When considering a diet for gout there are many things to consider. Normally, tomatoes are considered one of the healthiest of vegetables (more correctly a fruit) but when it comes to gout they do not suit everyone.

The problem with tomatoes for the gout sufferer is their low pH and this makes them a potentially one of the gout trigger foods.  And to complicate matters more the pH of tomatoes varies depending on the variety of tomato and how it has been processed.

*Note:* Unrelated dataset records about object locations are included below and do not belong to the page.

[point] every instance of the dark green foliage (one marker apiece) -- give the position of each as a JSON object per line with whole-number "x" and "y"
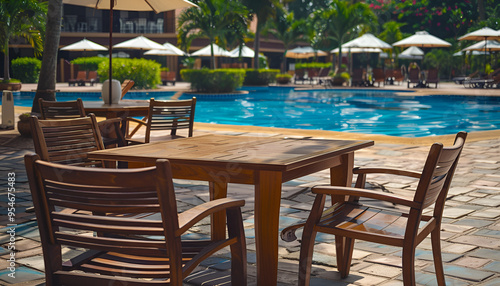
{"x": 214, "y": 81}
{"x": 26, "y": 69}
{"x": 312, "y": 65}
{"x": 145, "y": 73}
{"x": 89, "y": 63}
{"x": 260, "y": 76}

So the approximate pH value of variously processed tomatoes is;

  • vine ripened 4.42 – 4.65
  • canned 3.5 – 4.70
  • juice 4.10 – 4.60
  • paste 3.50 – 4.70
  • puree 4.30 – 4.47
  • strained 4.32 – 4.58
  • cream of tomato soup 4.62

You can see that canned tomatoes can vary from one of the most acidic ways of eating them to one of the better ways (in case you needed any more encouragement to read the labels on cans.)  But all of the different processing methods still leave the tomato with a pH of under 5 which is not usually good for a person who suffers from gout.

Different varieties of tomato also vary in pH level.  Cherry tomatoes are the most acidic with a pH of 4.0, Beefsteak 4.6, Roma and Vita Gold 5.1, and Super Marzano  coming in at the most alkaline at 5.2.

You can see from those values that if you really want to eat tomatoes that a vine ripened Super Marzano will be the least likely to trigger a gout attack and canned Cherry tomatoes would be your likeliest culprit and the least suitable in a diet for gout.

And possibly the biggest deciding factor is your own body.  What triggers gout in one person does not necessarily do it to someone else.